ADMM, ISTA, Fista algorithm step detailed explanation, matlab code, solve the problem of Lasso optimization

tags: Lift  Mathematical modeling

ADMM, ISTA, Fista algorithm step detailed explanation, matlab code, solve the problem of Lasso optimization

Original article! Reprint need to indicate the source: ️ ️Sylvan Ding’s Blog ️

toppic

Purpose

  • Understand the basic principles, convergence and complexity of ADMM, ISTA, FISTA algorithm;
  • Use the above three algorithms to solve the lasso problem;
  • Analyze the performance of the three algorithms.

lab environment

MATLAB R2021a

Experimental content

ADMM and [F] ISTA's convergence proof is given in [1] and [2], the global convergence rate of ADMM and ISTA O ( 1 / k ) O(1/k) O(1/k) [ECKSTEIN and Bertsekas, 1990; Deng and Yin, 2012; He and Yuan, 2012], but Fista's global convergence rate is O ( 1 / k 2 ) O(1/k^2) O(1/k2)Essence However, in some cases, ISTA concluded faster than Fista and gave specific reasons.

LASSO Problem

Many machine learning and data fitting problems can be regarded as the minimum secondary problem, adding regular items to avoid overfitting. In many applications, use l 1 l1 l1-For number as a regular item can bring a good generalization effect, so we solve l 1 l1 l1-The linear minimum secondary problem, also known as Lasso problem [2], the general form is: (P)

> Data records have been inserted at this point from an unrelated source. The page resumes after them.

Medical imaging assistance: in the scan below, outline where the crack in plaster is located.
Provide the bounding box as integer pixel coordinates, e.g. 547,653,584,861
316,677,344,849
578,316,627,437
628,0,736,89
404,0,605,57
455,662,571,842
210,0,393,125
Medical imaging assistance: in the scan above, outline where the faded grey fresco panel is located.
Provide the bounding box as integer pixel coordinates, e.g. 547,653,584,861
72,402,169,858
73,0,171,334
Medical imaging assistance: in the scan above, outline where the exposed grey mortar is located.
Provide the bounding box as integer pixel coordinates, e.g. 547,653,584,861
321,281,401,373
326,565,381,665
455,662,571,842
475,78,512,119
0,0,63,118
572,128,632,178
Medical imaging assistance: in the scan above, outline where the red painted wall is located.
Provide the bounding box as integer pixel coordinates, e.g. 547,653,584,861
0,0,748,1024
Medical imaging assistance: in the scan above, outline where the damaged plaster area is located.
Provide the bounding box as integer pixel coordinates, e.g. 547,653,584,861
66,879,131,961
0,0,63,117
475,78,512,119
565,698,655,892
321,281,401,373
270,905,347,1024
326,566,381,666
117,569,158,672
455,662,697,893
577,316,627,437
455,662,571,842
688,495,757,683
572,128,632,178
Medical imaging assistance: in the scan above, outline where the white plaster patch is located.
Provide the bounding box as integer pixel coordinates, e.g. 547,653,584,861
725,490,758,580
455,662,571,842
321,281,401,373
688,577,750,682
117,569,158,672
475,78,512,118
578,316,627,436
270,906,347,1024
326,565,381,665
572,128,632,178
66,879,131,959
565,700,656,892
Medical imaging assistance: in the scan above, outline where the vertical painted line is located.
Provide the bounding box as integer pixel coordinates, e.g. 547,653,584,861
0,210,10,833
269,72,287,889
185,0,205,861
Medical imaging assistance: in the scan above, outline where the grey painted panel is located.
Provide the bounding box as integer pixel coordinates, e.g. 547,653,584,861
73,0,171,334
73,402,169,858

min ⁡ x ∈ R n 1 2 ∥ A x − b ∥ 2 + λ ∥ x ∥ 1 . \min \limits _{x\in \mathbb{R} ^n} \frac{1}{2} \Vert Ax-b \Vert ^2 + \lambda \Vert x \Vert _1. xRnmin21Axb2+λx1.

in, A ∈ R m × n A\in \mathbb{R} ^{m\times n} ARm×n It is a normal matrix, n > m n>m n>m b b b It is a known vector; λ > 0 \lambda >0 λ>0 It is a scalar; l 1 l1 l1-The regular item ∥ x ∥ 1 \Vert x \Vert _1 x1 A sparse solution will be produced, while reducing the cost, avoiding overfitting [Tibshirani, 1996].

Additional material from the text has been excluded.